Triton president and chief executive Jonathan Dana said a Daily Variety story on the company’s demise led to negotiations with French Hill.

“They read the obituary,” saidDana. “Then we got a phone call. Then we received a fax. Then we had a meeting. Then we had a deal … We didn’t think we would need to go out of business to become a competitive movie company. That’s the cosmic joke of it all.”

Under terms of the deal, Dana and Triton executive VP Jeff Ivers exchanged their Triton stock for French Hill stock. The duo also signed five-year contracts to continue to manage the company.

Details on Triton’s new owner were sketchy. Based in New York, French Hill Entertainment is described as a “recently formed private holding company which has been acquiring media assets in recent months.”

The principal investor behind French Hill was described as a significant New York deal-maker, who until recently, has been unattached to entertainment properties. Dana said the French Hill investor will come forward in the next two weeks, and will provide more details on the company’s entertainment strategies.

In September, French Hill Entertainment closed a deal for the Century Film Studios, which included a small video library of cartoons and exercise videos. It also controls the French Hill Modeling Agency, the rap and R&B label Keyboard Records and the IXL record catalog.

In a statement, French Hill vice chairman Donna DeVille said, “We’re building a media and entertainment company … We’re in this long term and plan to have a significant profile both in motion picture distribution and production. Triton will be our chief vehicle for this purpose.”

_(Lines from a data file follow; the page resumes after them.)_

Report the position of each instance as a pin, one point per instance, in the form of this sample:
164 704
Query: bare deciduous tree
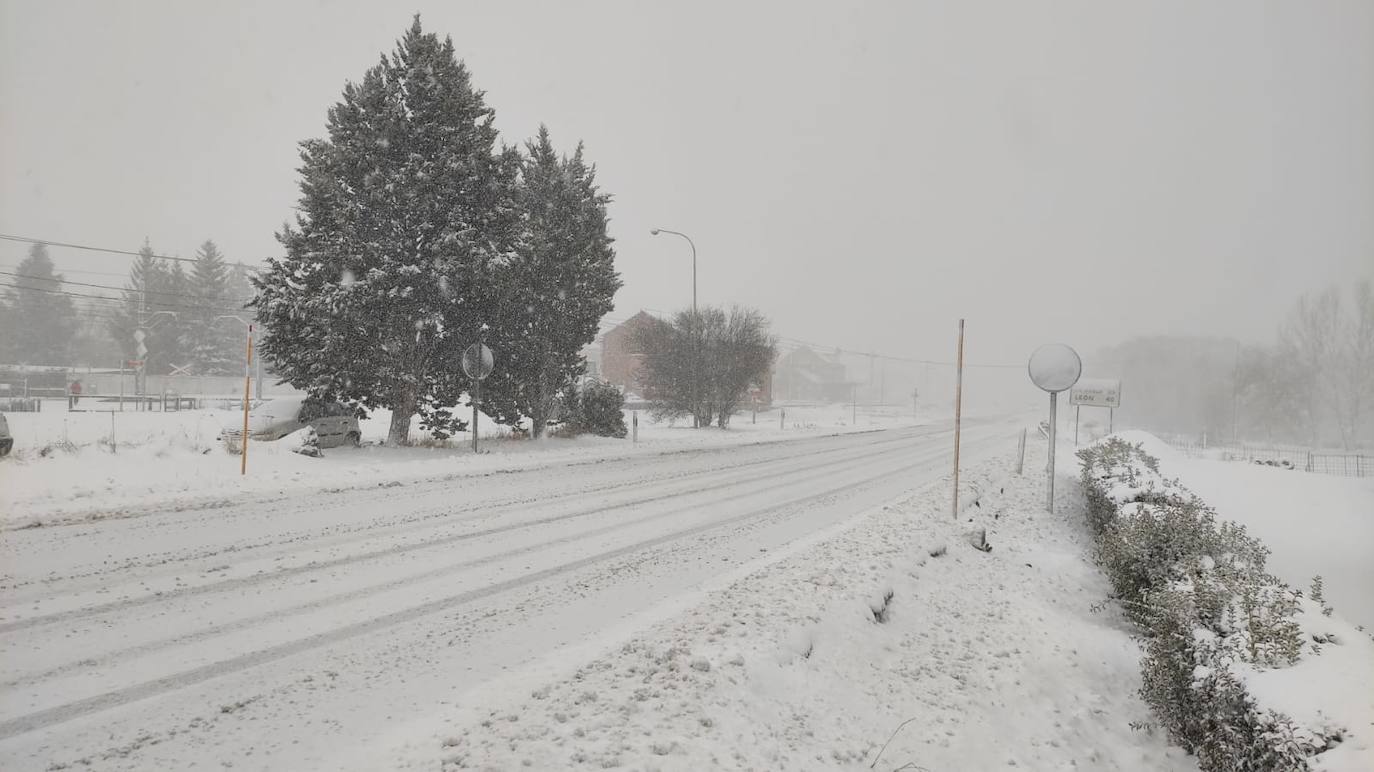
702 364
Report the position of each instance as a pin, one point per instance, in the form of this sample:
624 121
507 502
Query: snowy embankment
889 625
65 466
1240 666
1315 524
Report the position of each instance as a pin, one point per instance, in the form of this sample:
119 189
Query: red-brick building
620 361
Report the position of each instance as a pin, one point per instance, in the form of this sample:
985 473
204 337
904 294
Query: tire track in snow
114 698
238 583
351 595
366 530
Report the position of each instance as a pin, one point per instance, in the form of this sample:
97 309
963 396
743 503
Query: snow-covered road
275 633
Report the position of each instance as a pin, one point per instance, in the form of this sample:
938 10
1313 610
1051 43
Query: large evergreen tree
404 212
213 344
554 290
39 318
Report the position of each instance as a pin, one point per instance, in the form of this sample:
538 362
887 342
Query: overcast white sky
864 173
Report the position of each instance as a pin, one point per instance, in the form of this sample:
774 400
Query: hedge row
1209 613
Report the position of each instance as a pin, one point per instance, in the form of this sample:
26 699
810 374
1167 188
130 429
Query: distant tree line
186 315
1314 385
418 235
47 320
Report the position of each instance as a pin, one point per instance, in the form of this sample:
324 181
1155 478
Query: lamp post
654 232
695 320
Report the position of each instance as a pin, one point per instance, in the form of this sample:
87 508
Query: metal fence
1304 459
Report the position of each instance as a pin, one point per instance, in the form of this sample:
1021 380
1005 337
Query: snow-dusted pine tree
404 210
213 342
155 301
39 318
554 290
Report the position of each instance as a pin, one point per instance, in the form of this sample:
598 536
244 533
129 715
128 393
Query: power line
52 243
155 305
65 271
187 296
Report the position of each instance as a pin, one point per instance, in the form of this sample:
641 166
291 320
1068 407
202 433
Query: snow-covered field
1314 524
63 466
293 631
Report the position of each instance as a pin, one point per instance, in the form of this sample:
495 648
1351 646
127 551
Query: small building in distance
618 359
618 363
803 375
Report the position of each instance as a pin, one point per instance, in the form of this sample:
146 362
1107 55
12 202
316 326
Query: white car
333 422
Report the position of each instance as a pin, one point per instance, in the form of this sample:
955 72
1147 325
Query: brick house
807 377
618 361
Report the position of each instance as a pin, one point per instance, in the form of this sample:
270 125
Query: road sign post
248 375
1095 393
477 364
1054 368
958 415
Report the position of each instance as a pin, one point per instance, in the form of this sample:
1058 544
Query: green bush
597 408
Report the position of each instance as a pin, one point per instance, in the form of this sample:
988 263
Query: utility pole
958 415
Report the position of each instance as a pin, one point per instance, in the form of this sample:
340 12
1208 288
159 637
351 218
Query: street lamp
654 232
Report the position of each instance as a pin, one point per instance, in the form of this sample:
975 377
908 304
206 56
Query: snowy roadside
1315 524
1242 665
63 471
812 658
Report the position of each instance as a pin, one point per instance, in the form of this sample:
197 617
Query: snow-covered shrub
1211 613
1121 462
598 408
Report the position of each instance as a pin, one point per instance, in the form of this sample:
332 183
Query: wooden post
477 394
1021 452
958 415
248 378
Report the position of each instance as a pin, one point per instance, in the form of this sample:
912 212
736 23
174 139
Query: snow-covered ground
65 469
886 625
1314 524
293 631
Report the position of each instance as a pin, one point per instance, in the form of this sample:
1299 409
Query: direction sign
478 361
1098 393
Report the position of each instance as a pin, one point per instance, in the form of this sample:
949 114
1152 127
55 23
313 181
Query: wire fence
1288 456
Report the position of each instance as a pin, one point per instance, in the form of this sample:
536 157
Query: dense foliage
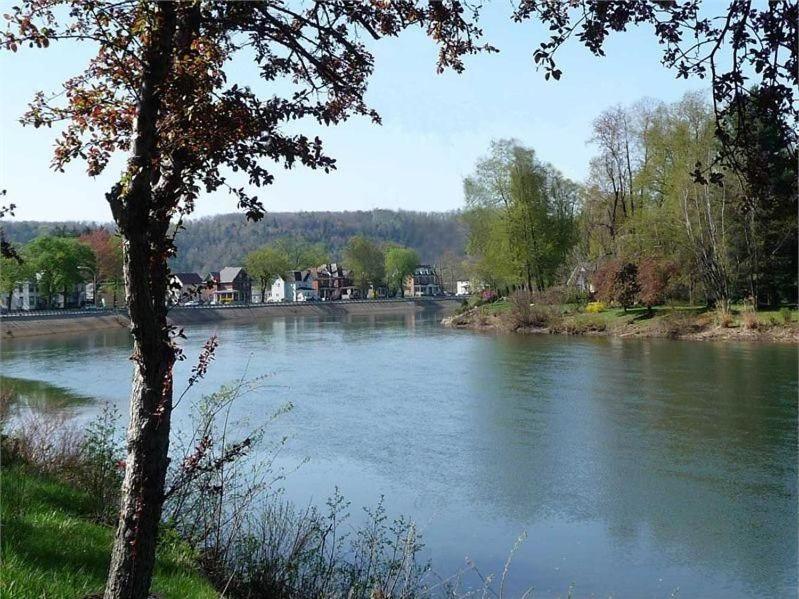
212 242
645 204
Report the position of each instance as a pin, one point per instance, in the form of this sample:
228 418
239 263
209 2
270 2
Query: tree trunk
133 556
140 209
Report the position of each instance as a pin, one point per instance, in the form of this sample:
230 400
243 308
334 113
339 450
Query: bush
750 321
617 281
678 324
653 278
101 464
559 295
595 307
521 308
585 324
724 318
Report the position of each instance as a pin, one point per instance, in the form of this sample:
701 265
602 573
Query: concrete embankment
30 325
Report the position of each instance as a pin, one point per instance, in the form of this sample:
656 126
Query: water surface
638 468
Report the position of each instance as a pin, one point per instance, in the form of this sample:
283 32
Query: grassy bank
52 548
662 321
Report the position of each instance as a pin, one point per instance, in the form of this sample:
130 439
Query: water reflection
638 467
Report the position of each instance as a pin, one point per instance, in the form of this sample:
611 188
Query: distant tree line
210 242
371 264
57 263
651 223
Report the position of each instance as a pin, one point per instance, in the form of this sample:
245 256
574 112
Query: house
231 285
463 288
295 286
24 297
579 279
281 290
303 286
185 287
332 282
423 282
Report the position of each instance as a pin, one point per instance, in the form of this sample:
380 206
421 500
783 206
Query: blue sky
434 126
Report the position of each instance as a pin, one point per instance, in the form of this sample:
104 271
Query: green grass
50 548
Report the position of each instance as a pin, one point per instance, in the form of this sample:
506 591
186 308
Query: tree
400 263
366 261
13 271
768 204
264 264
107 249
159 88
300 254
522 216
653 279
741 43
58 263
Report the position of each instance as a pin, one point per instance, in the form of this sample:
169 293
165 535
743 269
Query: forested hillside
212 242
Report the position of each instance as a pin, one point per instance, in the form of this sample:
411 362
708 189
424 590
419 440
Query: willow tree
158 88
521 215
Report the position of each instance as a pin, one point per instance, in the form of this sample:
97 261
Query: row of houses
327 282
232 284
27 295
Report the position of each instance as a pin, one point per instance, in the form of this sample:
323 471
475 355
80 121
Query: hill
210 242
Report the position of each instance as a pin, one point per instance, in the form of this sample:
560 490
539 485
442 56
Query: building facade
423 282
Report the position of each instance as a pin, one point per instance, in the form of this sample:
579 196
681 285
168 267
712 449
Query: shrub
617 281
678 324
521 308
585 324
750 321
595 307
559 295
724 318
653 278
101 466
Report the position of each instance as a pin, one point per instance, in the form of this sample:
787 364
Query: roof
188 278
229 273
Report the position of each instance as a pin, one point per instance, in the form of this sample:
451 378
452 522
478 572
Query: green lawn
51 549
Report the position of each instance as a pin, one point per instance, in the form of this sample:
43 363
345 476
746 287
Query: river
637 468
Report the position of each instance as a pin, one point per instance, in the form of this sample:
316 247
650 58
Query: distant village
325 283
233 285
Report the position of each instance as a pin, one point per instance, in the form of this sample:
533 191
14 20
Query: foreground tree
157 88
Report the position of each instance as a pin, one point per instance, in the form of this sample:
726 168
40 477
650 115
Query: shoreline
669 325
32 325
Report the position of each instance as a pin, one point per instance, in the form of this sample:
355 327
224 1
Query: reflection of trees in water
688 445
40 396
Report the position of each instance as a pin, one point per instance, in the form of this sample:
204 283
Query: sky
435 127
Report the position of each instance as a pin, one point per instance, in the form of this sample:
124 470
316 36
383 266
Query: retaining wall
56 322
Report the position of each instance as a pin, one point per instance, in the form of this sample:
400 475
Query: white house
24 297
296 287
281 290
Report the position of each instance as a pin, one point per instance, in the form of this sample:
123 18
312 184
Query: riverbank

Dana, who hopes to be in production on a first film this summer, said Triton will branch out from the specialized movies it distributed over its first three years into more mainstream titles. Dana cited “Teen Wolf” and “Valley Girl”– two pix he was involved in as an executive of Atlantic Entertainment Group in the early 1980s — as examples of the types of movies Triton may produce.

Dana said “we’ll have to do movies that are more commercial” than typical Triton fare, but added that it will not abandon its arthouse roots.